Her bid to the Youth Work Foundation is to use a therapeutic intervention called Spectrum Therapy TM, which is a blend of hypnosis, neuro-linguistic programming and colour therapy. She said: "When I found out I had been awarded the scholarship, I felt so grateful to be given the chance to enhance my youth work practice with this therapeutic approach"
“Spectrum Therapy is up and coming in the UK and is being used successfully to treat serious cases of Post-Traumatic Stress Disorder (PTSD). I will use my funding to enable me to work on one-to-one intervention treatment in cases of trauma, which is often a result of abuse.”
Having worked as a fitness instructor before joining the University, Ann-Marie began working with a pupil referral unit for excluded school pupils teaching Zumba to young people. She said: "It was my work delivering dance fitness sessions to excluded school pupils that inspired me to study youth and community work. Sometimes working with excluded young people can be very challenging but I view challenging behaviour as an opportunity to offer insight, understanding and now Spectrum Therapy TM and Emotional Coaching."
Case Study: Kate Smith
Kate Smith from St Austell will work on a project to support young people in well-being and healthy lifestyles. She said: “This was a fantastic opportunity and, as the first time the funding has been offered, I was delighted to be one of the chosen students. I’ll use my grant to study best practice in different settings such as a visit to London, in March, to see how projects are run in larger cities with different challenges to those faced by young people in Cornwall.”

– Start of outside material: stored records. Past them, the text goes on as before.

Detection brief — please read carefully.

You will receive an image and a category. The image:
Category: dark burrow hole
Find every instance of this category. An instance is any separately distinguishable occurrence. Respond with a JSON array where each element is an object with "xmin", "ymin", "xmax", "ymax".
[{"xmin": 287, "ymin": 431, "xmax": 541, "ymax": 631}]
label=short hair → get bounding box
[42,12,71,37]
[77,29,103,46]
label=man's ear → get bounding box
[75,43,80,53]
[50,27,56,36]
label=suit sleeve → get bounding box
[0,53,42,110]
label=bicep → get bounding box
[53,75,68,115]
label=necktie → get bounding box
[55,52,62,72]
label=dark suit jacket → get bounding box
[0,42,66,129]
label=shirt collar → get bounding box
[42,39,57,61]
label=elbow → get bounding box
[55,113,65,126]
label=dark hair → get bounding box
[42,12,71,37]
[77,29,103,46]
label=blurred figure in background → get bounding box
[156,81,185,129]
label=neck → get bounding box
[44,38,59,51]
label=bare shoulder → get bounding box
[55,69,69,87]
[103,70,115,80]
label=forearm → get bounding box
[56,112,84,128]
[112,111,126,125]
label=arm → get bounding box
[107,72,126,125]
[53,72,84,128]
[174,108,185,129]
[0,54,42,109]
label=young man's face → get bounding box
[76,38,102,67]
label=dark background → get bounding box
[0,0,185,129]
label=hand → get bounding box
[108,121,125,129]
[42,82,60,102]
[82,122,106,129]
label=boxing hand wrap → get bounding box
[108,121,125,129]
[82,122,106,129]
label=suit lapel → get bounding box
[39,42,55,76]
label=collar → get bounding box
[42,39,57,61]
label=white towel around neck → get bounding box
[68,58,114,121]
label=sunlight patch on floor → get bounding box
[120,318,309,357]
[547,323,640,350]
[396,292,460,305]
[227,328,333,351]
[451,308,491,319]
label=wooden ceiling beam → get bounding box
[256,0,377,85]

“The two projects I’m visiting are called ‘The Salmon Project’ which is the biggest youth project in the UK and ‘XLP’ which offers outreach to young people on a purple double decker bus where I hope to document my research with a video blog.”
Kate will work at The House for Young People Cornwall. Having had contact with the organisation herself previously, Kate has returned to work somewhere that helped her in her younger years.